たとえば,惨状の目撃は,マスコミを通じた映像に触れるだけでも私たちの気分を重くします。尋常ならざる場面は私たちの身体に「緊急事態発生!」と信号を発します。すると交感神経系が活発に動きだし,不眠,イライラ,食欲不振,過食,酒量の増加,感覚の麻痺など,さまざまな変化が起こります。
そうした体験の後,その直後からどう対処するか,これが澳门赌场app_老挝黄金赌场-【唯一授权牌照】な課題となります。しかし,そのときはすでにさまざまなストレス反応が起こっているわけです。出来事の体験中から急性ストレス反応が起こり,私たちはその影響下におかれます。この点を十分配慮して,課題に取り組まなくてはなりません。その配慮に欠けると判断を誤り,さまざまな誤解やトラブルの種がまかれることになります。

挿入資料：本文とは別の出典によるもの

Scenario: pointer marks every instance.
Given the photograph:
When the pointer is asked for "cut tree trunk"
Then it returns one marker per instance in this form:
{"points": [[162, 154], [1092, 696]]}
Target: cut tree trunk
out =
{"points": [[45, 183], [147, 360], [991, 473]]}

それでは急性ストレス障害を参考に急性ストレス反応の特徴を見てみましょう。アメリカ精神医学会が作成した『精神障害の診断基準マニュアル(DSM- IV )』を元に簡単にまとめてみると,急性ストレス障害(Acute Stress Disorder)は「重篤な惨事への暴露によって,解離症状,再体験症状,回避症状,覚醒亢進など諸症状によって,社会適応が困難な状態が2日以上最大4週間持続したもの」と定義されます。中でも誰にでも起こりやすい急性ストレス反応として覚醒亢進があげられます。具体的には,睡眠障害(寝付きが悪くなる,熟睡感がない,悪夢を見る,夜中に目が醒める,早朝の目が醒めるなど),易刺激性(いつもなら気にかけない程度のことでイライラする,ちょっとしたことで怒りっぽくなるなど),集中困難(何かを考えてもまとまりがつかなくなる,考えが堂々まわりになる,持続的に作業に取り組めないなど),過度の警戒心(過剰に用心深くなるなど),過剰な驚愕反応(ちょっとした物音にも敏感に極端に驚いてしまうなど),運動性不安(そわそわして落ち着かずつい動きまわってしまうなど)といった症状があげられます。

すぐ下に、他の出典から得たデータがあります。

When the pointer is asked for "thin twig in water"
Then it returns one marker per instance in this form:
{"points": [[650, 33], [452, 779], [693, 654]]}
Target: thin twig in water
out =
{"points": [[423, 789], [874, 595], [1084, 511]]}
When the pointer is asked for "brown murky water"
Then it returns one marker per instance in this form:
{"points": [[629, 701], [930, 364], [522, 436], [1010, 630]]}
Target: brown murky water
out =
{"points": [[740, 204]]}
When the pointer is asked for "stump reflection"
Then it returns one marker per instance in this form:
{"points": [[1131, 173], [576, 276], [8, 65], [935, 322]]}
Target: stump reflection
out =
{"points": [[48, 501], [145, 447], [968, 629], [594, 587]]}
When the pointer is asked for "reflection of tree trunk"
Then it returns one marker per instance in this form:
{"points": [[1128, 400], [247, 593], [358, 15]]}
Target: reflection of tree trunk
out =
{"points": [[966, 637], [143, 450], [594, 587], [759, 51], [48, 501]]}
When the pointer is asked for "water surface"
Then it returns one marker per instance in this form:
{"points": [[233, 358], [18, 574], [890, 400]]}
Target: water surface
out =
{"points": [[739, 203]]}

こうした誰にでも起こり得るストレス反応が,私たちの視野を狭め,課題解決能力を低下させるのは明らかでしょう。そんなときには,一呼吸おきましょう。「急がば回れ」というわけです。緊急事態に際し,ともすると根性論がかっこよく見られ,問題が間違った方向へと動いていくことがあります。無自覚なままに放置すると思わぬ悪さをするのが「急性ストレス反応」です。誰にでも起こるものだからこそ,あなどれないのです。